Absolutely nothing at all

There is also the legal issue.

(1) Many states have laws which assume that a person engaging in prostitution is having unprotected sex. Thus, a hustler who is HIV+ can be charged automatically with attempted murder, or similar charges. Informing the client is not a defense against the charge, nor is wearing a condom, even if you wear one every time. This draconian approach to the law is not likely to ever be corrected, because, whether HIV+ or HIV-, there is no right to engage in prostitution to begin with.

(2) Some states (Indiana is the only one I am sure of) require by law that if you engage in a form of sexual contact that has been documented to possibly transmit HIV, then anyone who knows oneself to be HIV+ is required to inform his/her sex partner beforehand, whether or not protection is used.

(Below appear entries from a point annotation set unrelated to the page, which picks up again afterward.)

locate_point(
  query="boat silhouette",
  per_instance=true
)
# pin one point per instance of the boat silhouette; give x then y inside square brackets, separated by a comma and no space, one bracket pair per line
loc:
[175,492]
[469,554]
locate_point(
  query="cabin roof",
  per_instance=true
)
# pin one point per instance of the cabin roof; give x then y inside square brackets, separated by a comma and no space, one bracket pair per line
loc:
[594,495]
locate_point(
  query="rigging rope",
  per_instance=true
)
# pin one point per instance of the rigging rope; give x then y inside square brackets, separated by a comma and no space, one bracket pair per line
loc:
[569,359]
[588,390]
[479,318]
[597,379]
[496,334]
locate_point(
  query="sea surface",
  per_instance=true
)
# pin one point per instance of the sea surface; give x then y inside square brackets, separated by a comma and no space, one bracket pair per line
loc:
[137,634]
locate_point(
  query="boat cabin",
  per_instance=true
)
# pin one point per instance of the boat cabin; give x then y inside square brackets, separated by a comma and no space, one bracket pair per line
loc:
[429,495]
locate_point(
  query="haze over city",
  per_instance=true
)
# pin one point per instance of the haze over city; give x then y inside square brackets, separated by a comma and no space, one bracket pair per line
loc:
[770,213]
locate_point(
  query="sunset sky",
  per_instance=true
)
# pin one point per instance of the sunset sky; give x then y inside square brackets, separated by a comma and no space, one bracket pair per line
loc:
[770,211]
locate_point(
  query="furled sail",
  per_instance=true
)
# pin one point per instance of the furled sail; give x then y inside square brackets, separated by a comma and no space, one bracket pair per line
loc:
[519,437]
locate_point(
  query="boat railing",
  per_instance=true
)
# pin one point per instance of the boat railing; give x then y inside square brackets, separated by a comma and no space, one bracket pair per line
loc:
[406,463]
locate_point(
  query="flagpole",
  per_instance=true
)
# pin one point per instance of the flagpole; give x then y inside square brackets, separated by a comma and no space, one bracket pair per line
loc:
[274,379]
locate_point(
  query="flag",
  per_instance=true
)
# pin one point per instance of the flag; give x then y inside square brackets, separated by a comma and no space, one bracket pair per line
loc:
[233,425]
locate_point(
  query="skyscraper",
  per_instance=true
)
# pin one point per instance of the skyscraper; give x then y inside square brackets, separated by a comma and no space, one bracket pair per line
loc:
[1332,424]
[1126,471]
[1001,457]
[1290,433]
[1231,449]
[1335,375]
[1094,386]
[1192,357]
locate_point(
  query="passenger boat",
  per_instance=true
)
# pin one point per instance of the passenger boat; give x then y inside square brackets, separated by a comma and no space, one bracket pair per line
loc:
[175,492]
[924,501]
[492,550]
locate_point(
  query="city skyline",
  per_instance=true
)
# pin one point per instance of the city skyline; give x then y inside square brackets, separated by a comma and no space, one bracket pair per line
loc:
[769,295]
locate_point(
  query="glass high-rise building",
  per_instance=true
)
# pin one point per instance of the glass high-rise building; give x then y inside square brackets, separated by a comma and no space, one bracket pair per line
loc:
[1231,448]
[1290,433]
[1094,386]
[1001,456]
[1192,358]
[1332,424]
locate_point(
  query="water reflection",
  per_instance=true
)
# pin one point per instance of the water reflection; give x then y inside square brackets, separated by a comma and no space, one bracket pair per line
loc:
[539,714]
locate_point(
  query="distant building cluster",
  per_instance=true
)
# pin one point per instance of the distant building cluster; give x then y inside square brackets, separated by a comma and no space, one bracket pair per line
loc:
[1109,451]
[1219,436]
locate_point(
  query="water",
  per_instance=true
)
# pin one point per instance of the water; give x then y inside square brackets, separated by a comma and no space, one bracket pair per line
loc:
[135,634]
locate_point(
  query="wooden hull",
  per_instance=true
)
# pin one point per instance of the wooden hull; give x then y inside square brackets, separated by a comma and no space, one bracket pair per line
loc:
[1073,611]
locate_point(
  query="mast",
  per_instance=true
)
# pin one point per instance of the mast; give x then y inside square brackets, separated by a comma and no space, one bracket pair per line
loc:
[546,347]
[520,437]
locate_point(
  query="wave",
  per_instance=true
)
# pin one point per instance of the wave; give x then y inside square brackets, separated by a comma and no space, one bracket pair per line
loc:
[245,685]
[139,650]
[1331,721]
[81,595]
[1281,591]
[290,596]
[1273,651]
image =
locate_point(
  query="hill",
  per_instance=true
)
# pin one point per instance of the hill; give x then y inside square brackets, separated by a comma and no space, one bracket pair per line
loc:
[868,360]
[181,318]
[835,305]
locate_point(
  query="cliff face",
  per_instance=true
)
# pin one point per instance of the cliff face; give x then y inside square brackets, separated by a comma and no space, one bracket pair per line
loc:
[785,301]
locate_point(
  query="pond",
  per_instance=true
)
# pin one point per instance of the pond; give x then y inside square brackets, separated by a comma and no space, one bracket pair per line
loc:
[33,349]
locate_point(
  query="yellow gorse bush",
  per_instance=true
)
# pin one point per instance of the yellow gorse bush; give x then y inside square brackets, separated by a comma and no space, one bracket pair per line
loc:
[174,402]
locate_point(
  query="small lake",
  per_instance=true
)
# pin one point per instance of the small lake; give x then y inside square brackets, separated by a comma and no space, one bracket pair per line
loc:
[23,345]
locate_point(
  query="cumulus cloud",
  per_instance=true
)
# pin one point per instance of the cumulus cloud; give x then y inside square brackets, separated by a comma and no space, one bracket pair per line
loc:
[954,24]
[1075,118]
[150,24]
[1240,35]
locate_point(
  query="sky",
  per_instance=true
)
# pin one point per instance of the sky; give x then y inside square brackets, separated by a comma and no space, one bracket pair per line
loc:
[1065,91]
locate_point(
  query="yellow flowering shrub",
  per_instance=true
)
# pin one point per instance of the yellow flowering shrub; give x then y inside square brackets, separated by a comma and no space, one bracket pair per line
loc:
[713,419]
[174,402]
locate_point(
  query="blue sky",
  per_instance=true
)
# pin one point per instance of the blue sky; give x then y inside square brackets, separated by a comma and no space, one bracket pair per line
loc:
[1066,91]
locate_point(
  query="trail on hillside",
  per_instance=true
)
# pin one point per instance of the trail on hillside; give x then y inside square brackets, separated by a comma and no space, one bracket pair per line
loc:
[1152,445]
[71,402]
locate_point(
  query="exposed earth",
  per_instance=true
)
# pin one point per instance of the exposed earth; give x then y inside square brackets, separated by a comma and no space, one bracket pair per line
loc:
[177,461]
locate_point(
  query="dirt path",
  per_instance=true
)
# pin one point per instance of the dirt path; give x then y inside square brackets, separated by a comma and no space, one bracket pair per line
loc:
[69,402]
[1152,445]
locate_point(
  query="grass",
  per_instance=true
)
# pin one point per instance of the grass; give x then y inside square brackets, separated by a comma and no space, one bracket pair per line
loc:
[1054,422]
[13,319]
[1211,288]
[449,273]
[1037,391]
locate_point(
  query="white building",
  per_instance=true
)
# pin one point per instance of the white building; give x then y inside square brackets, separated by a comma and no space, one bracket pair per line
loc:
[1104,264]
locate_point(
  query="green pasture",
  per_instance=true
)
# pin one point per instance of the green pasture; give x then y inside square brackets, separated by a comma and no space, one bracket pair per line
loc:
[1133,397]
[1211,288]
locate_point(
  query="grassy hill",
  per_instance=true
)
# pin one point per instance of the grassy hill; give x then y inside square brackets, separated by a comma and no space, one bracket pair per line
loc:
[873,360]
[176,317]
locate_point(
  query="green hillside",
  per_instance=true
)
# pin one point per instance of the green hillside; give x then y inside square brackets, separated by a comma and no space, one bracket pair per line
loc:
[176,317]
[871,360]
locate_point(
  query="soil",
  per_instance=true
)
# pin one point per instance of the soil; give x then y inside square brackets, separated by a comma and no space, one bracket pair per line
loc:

So disclosure is not always optional. In many instances it is legally required. Of course, these laws are difficult if not impossible to enforce, but one should still know what side of the law one is living on.

We should all assume that each and every hook-up is HIV+. We should act accordingly to protect ourselves and others. Asking a stranger his HIV status and entrusting him with your life based on his reply is just stupid.

Justin : Thanks for sharing that important post.

I think there is no difference in terms of the risks involved. However, knowing that someone is HIV positive does have psychic complications. By this I mean, the other person would be hesitant to perform certain acts or they would be paranoid after sex. The element of knowing for sure that your partner was positive is mind rattling. Then, of course, there is the ick factor.

Anthony in Nashville | February 2, 2009 8:57 AM

This was a very timely piece. Yesterday I was discussing HIV and tricking with a friend and he said he assumes that everyone is negative unless they say so. He also thinks it's on the positive person to put that information out there instead of the other person having to ask.

Goes to show the varying ideas people have this subject.

Justin and gentlemen. I am so pleased to see all of you having this very important and thought provoking dialogue. I love you unconditionally and keep up the good conversation. Justin - YOU GO BOY! thanks for sharing. In your sharing, you have opened the door for a conversation which some might find difficult to talk about - especially men.

I look forward to seeing you around the mill again soon... very proud of what you're doing.

Yes honesty is a wonderful thing. On the contrary, gay people who have HIV or AIDS or suspect that they have it and do not disclose to anyone else they want to have sex with (gay or not, doesnt matter) are likely to instigate hate against all gay people and even instigate hate within the gay community.